The proposed CACE-Net was implemented on PyTorch library with the NVIDIA GPU. We choose stochastic gradient descent (SGD) optimization, other than adaptive moment estimation (Adam) optimization. We use SGD optimization since recent studies [13] show that SGD often achieves a better performance, though the Adam optimization convergences faster. The initial learning rate is set to 0.001 and a weight decay of 0.0001. We use poly learning rate policy where the learning rate is multiplied by \(\left( 1- \frac{iter}{max\_iter}\right) ^{power}\) with power 0.9. All training images are rescaled to \(448 \times 448\).

Fig. 4.
figure 4

Sample results of the ILM segmentation. From left to right: original images, CE-Net, CACE-Net and Ground-Truth

In order to demonstrate conclusively the superiority of the proposed method over the other methods, we compare our method with two algorithms for the ILM segmentation:

  1. (1)

    U-net, a popular neural network architecture for biomedical image segmentation tasks.

  2. (2)

    CE-Net [1], which achieves the state-of-the-art performances in some 2D medical image segmentation tasks, such as optic disc segmentation, retinal vessel detection, lung segmentation and cell contour extraction.

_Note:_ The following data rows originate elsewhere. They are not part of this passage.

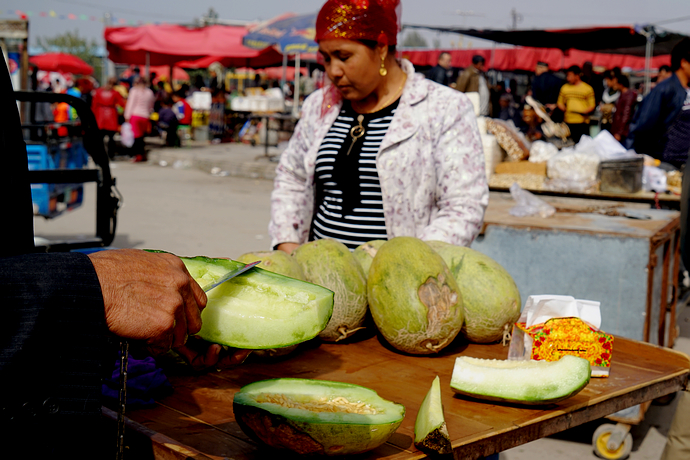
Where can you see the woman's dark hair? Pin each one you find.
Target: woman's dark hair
(372, 44)
(624, 81)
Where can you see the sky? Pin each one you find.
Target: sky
(44, 15)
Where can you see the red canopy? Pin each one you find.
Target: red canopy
(161, 71)
(527, 58)
(170, 44)
(61, 62)
(266, 57)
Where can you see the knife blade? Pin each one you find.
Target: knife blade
(230, 275)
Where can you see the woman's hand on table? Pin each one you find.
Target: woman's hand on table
(287, 247)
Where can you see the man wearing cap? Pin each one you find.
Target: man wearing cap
(546, 86)
(439, 73)
(472, 80)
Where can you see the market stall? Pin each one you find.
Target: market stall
(198, 421)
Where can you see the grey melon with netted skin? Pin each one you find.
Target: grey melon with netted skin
(330, 264)
(413, 297)
(275, 261)
(491, 299)
(366, 252)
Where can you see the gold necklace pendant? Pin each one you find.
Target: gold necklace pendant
(356, 132)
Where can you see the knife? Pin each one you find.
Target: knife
(230, 275)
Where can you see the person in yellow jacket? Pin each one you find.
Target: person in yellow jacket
(576, 100)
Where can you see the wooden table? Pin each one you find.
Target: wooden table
(197, 420)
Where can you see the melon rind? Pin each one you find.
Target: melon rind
(315, 433)
(258, 309)
(366, 252)
(520, 382)
(401, 267)
(430, 430)
(330, 264)
(275, 261)
(490, 297)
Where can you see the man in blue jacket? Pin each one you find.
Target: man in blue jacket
(63, 312)
(661, 126)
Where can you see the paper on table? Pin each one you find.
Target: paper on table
(541, 308)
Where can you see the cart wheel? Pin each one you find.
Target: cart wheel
(600, 440)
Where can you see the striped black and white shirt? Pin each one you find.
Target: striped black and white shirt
(349, 203)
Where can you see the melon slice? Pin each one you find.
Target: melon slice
(276, 262)
(430, 431)
(521, 382)
(258, 309)
(316, 417)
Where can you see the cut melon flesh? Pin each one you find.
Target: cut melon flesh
(316, 416)
(258, 309)
(430, 431)
(523, 382)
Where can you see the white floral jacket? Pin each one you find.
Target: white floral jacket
(430, 165)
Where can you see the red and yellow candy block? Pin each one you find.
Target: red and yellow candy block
(571, 336)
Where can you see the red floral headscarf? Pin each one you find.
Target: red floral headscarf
(376, 20)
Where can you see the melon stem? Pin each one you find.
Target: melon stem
(345, 332)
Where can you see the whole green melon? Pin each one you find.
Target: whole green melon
(276, 262)
(490, 296)
(330, 264)
(316, 417)
(413, 297)
(366, 252)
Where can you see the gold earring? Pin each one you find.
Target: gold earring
(383, 71)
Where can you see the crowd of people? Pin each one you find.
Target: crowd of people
(149, 105)
(583, 99)
(379, 152)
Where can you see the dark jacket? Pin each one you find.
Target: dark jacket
(546, 87)
(655, 115)
(53, 333)
(439, 75)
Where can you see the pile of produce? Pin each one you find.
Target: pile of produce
(421, 296)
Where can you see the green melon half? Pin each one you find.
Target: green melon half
(521, 382)
(304, 428)
(258, 309)
(329, 263)
(430, 431)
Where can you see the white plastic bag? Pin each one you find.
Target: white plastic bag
(654, 179)
(127, 134)
(542, 151)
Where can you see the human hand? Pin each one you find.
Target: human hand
(287, 247)
(201, 355)
(149, 297)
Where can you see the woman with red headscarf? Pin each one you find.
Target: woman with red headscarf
(380, 151)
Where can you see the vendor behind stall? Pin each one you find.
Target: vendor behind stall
(381, 151)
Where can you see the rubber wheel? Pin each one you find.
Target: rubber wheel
(601, 437)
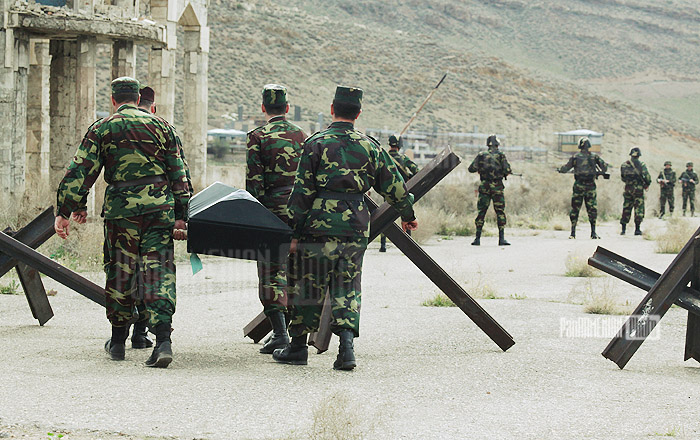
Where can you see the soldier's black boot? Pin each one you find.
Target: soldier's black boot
(346, 352)
(637, 229)
(116, 345)
(501, 240)
(162, 354)
(139, 336)
(477, 239)
(279, 339)
(296, 353)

3.3 Results and Discussion

As can be seen in Table 1, we show the performances of three optic disc segmentation algorithms. Compared with other state-of-the-art optic disc segmentation methods, our CACE-Net outperforms the other algorithms based on deep learning image processing method. From the comparison shown in Table 1, the CACE-Net achieves 2.199 in the mean absolute error, better than the U-Net. From the comparison between CE-Net [1] and our CACE-Net, we also observe that there is a drop of the mean absolute error by 10.8% from 2.467 to 2.199.

Table 1. Performance comparison of the ILM detection (mean ± standard deviation)

We also show three sample results in Fig. 4 to visually compare our method with the most competitive methods, CE-Net. The comparison images show that our method obtain more accurate segmentation results.

4 Conclusion

In this paper, we have built a manually labeled OCT dataset and proposed an effective architecture for segmenting the ILM layer in our OCT dataset. The proposed CACE-Net achieves the mean absolute error of 2.199 in our dataset, better than other methods.